In 1834 the Houses of Parliament were gutted by fire, and Charles Barry was asked to design the new houses in a Gothic style. That Gothic was chosen was largely the result of Pugin’s architecture and writing. Working with Barry, Pugin produced thousands of construction drawings for the new buildings, and designed the tower that houses Big Ben.

The challenges of the eight-acre project were enormous. Quicksands were found during excavations, and part of the structure had to be erected on land reclaimed from the Thames. In the 1840s Pugin created all the interiors of the Houses of Parliament, designing the chambers, libraries, committee rooms, furniture, stained glass (destroyed in the Second World War) and every gas lamp, doorknob, and umbrella stand.

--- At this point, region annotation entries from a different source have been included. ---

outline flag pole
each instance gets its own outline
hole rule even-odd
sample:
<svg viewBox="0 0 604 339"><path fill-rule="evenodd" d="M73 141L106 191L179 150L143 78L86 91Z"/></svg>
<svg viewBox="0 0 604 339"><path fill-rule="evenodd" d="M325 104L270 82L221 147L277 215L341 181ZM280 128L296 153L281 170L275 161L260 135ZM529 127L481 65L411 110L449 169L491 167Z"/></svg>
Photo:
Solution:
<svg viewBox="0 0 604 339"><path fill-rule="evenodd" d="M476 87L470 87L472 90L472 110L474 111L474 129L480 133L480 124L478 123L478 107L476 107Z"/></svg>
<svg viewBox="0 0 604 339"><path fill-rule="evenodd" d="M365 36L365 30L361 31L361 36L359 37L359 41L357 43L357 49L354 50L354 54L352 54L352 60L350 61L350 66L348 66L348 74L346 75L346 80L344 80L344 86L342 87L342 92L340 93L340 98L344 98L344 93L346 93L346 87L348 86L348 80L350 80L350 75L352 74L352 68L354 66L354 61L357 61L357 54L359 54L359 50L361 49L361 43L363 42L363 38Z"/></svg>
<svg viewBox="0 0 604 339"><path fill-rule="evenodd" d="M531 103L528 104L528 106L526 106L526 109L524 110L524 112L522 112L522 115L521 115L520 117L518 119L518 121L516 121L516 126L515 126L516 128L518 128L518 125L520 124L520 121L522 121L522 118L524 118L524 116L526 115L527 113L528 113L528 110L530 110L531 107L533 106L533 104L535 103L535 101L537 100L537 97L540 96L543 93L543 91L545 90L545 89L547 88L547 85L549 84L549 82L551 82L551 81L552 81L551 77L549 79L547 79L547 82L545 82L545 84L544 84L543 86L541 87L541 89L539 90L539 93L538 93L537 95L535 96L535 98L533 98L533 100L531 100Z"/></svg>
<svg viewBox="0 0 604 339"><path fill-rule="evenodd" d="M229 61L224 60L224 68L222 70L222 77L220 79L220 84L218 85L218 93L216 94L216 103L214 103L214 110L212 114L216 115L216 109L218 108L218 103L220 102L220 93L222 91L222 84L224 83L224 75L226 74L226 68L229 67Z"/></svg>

Pugin designed according to two principles - ‘1st, that there should be no features about a building which are not necessary for convenience, construction or propriety; 2nd, that all ornament should consist of enrichment of the essential construction of the building’ (True Principles). It is a modern manifesto, except that unlike many modern buildings his seem to have a soul – a tender, sacred, brave and festive soul.

Pugin worked closely with a number of artisans. They included Herbert Minton, who created the decorated tiles in the Houses of Parliament, and John Hardman, the Birmingham button maker and medallist who became Pugin’s close friend and manufactured metalwork and stained glass to his swiftly drawn designs.

Queen Victoria formally opened the Houses of Parliament on 11 November 1852. Pugin, just 40 years old, had died in September, sinking into madness due almost certainly to mercury poisoning.

Gothic architecture enchanted Britain. It may be that like a wise, kind soul it still has something to tell us.